There are three components. First, we educate the patient about what it is and get them to understand it. Then there are medications that typically readjust the chemicals in the brain that are possibly making that misfiring happen.

Then we use a specific type of psychotherapy: behavioral cognitive therapy. This is particularly helpful with a condition called agoraphobia, which frequently accompanies panic attacks. [Agoraphobia is when a person develops an irrational fear of being in a place or situation, from which they feel that they cannot readily escape.]

The first part of the therapy is education. And there also is an element of teaching relaxation techniques. Through these, we help them work through the panic attacks as they happen. They learn to retrain the brain and prevent it from engaging in catastrophic and false thinking, which makes the physical symptoms much worse.

Can a patient who has panic attacks be cured?
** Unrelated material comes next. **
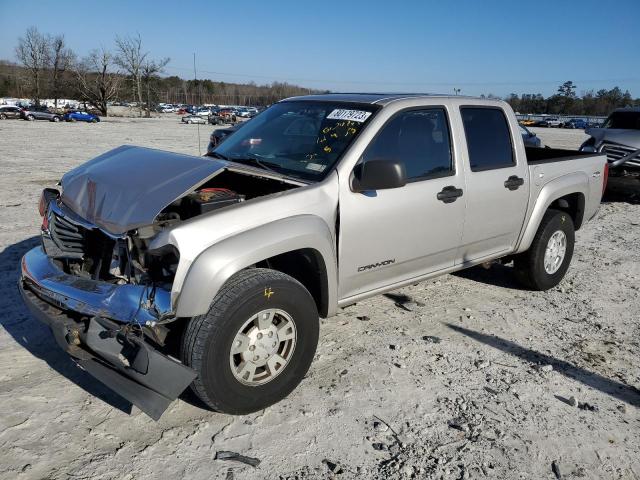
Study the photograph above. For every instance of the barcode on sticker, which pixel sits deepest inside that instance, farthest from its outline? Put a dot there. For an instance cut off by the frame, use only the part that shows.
(353, 115)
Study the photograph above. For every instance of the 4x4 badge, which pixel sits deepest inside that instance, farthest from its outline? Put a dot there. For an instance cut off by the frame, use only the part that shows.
(383, 263)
Some people can be cured. Typically, you want them to be on the medications for a year at least. ... We don't know if the treatment is not the curative element. Sometimes we think the disorder itself is self-limiting like a cold -- a person with a cold is going to get better. Indeed in some people, the panic attacks simply will run their course. The problem is we have no way of knowing who is who. ... So we provide the treatment, and after about a year of stability we gradually have the patient come off the medications. After the medication is stopped, many people do well, but for some the attacks may come back. These people may need to be on the medication for a longer time.

Is there anything else you would like to say about panic attacks?

I think that a panic attack is one great example of how so-called mental disorders are misnamed. You can see that the majority of the symptoms of panic attacks are physical symptoms, and the emotional component is just one of many.

So calling it a mental condition -- is not only terribly stigmatizing and has been the cause of much discrimination, but it is inaccurate. ... I believe that to be true of all the conditions that people call mental disorders, and panic disorder is a great case in point.